By: Susan Adams, M. Ed.
Summary: Amphetamines are the stimulants that excite the central nervous system. In high doses, euphoria is present and, as the dose wears off, depression can follow. Amphetamines have been found in diet pills and taken as such for many adults who experienced many negative consequences. The drugs are dangerous and can cause psychosis.
The amphetamines, which excite the central nervous system, produce an increase in alertness and activity. A high dose produces an extreme feeling of euphoria or pleasure and sometimes this occurs with lower doses. The drugs are synthetics and the most common are (Benzedrine), dextroamphetamine (Dexedrine) and methamphetamine (Methedrine). These drugs are swallowed in the form of “pep pills”. Methamphetamine (“speed”) comes in liquid form and may be injected. Pills as well may be dissolved to make them injectable and this is also called ‘speed”.
The drugs of this nature create a feeling of energy and alertness that cover up fatigue and sleepiness. This means that they may be taken by students who want to stay awake to study and all-night drivers as well as other people wanting to avid fatigue. They also may be legally prescribed to people who want to reduce their weight. Amphetamines increase the heart rate, raise blood pressure, and may cause restlessness, excitement, and palpitations. They dilate the eye pupils, dry out the mouth, cause headache, diarrhea, and paleness.
Amphetamines do not lead to physical dependence except that it takes larger and larger doses to feel the effects. This is more a tolerance issue. However, there is a psychological dependence that occurs with people who use “uppers” that requires them to use the drug compulsively in order to ‘keep going”.

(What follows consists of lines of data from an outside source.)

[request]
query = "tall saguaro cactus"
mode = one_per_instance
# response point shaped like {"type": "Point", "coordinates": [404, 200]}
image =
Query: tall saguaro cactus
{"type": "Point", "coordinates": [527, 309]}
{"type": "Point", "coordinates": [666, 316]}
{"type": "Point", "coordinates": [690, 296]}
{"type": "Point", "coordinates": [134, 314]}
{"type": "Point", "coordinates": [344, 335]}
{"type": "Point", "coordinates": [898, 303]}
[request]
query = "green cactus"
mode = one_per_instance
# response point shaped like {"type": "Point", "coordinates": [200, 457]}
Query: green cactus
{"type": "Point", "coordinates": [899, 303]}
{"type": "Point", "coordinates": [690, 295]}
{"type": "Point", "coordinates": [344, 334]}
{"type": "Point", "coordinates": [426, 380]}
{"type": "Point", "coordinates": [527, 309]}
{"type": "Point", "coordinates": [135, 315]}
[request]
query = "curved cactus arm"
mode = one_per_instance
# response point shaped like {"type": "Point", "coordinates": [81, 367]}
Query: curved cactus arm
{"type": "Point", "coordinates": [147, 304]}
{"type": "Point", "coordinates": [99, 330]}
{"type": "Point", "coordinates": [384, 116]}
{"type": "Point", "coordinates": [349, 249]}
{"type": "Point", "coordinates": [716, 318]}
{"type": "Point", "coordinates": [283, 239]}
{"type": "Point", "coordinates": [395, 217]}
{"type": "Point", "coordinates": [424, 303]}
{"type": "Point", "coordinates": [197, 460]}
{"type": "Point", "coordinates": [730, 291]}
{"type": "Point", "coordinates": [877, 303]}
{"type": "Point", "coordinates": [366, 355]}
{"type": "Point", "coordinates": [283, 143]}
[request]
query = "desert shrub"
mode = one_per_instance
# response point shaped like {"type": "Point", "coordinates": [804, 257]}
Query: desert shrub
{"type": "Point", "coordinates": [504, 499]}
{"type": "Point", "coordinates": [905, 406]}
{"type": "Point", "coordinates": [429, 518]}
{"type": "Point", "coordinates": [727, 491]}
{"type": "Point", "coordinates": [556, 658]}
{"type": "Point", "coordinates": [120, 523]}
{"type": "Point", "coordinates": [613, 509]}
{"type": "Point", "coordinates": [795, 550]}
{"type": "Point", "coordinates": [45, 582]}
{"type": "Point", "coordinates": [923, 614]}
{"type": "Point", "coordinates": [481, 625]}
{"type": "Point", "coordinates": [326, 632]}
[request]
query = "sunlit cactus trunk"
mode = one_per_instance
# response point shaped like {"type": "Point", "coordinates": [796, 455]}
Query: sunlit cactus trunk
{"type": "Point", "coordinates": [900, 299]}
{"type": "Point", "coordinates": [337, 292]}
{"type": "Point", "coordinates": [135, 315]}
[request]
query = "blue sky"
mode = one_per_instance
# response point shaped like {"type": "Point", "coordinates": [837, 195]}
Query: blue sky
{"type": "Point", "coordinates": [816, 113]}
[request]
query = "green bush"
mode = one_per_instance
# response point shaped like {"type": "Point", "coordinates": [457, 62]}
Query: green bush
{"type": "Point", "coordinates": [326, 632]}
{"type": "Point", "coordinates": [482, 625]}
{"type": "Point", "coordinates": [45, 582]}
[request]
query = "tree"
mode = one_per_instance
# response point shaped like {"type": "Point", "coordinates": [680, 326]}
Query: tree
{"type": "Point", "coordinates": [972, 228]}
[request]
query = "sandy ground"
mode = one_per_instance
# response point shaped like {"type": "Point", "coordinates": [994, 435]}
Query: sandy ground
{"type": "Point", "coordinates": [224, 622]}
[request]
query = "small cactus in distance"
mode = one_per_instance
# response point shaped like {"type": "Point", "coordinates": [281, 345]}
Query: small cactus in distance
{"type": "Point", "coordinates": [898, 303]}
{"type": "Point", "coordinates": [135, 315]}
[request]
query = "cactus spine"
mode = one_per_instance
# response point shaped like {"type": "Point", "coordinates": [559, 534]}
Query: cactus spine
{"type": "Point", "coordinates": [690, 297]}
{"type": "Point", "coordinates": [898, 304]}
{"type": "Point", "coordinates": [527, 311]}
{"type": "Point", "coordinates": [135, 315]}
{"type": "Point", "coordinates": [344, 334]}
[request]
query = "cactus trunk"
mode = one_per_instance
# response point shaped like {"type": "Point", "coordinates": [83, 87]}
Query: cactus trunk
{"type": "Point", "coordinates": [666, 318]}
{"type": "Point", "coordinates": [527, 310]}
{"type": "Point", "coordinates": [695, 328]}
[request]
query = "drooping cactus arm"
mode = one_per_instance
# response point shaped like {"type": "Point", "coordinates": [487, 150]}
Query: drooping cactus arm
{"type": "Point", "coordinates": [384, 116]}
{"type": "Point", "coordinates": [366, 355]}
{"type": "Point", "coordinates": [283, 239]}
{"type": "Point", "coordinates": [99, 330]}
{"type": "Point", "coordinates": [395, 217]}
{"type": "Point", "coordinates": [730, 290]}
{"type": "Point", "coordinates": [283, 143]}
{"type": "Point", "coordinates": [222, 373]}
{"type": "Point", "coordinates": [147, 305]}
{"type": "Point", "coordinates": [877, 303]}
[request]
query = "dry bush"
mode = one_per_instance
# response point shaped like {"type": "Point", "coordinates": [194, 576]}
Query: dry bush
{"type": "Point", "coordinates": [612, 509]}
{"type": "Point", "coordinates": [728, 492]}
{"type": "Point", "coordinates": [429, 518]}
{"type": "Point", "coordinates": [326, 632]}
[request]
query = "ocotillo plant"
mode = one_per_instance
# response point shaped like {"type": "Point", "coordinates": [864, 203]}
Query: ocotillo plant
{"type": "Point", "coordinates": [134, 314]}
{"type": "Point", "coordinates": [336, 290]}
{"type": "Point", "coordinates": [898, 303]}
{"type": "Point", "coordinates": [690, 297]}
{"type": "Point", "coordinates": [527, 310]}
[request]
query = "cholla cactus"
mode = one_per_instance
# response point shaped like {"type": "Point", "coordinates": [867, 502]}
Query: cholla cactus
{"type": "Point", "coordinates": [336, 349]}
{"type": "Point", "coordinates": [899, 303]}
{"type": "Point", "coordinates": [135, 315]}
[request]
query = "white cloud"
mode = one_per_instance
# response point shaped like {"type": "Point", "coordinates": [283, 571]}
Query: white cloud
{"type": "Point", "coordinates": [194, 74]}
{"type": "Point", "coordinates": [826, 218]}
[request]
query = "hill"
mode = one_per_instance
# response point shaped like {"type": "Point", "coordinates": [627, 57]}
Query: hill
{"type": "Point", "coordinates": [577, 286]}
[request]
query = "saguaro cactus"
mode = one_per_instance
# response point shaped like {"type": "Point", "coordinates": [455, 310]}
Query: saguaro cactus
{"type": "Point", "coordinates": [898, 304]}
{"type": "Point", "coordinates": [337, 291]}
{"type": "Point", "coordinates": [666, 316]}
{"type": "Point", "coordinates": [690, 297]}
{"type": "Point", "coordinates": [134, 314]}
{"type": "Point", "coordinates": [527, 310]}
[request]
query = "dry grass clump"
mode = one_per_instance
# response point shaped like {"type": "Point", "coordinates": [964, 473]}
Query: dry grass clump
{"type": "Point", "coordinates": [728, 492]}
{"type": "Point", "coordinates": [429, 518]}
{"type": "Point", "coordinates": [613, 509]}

This group of drugs is dangerous. Even small and infrequent doses of amphetamines can produce destructive effects. These effects can include restlessness, anxiety, mood swings, panic, disturbances of the heart and blood circulation, paranoid thoughts, hallucinations, convulsions, and coma. Since fatigue is masked but not overcome, long physical exertion may result in extreme exhaustion and disorientation which can lead to accidents.
Heavy users, especially someone who is a “speed freak” who is injecting methamphetamine for its extraordinary thrill effect during a “run” that may go on for days, are likely to suffer brain damage that results in speech disturbances and mental confusion. If an unsterile needle is used for injections, serious infection and abscess can result. Also, injected overdoses have resulted in death. Amphetamine psychosis with paranoia and bizarre behavior has sometimes included violence to the user and others. Amphetamines remain in the body for some time and frequent use of even small amounts may result in psychosis.
Slang terms for amphetamines include: Pep pills, bennies, speed, dexies, dust , footballs, gold dust, greenies, hearts, meth, oranges, peaches, roses, wakeups, whites, browns, black beauties, and cartwheels.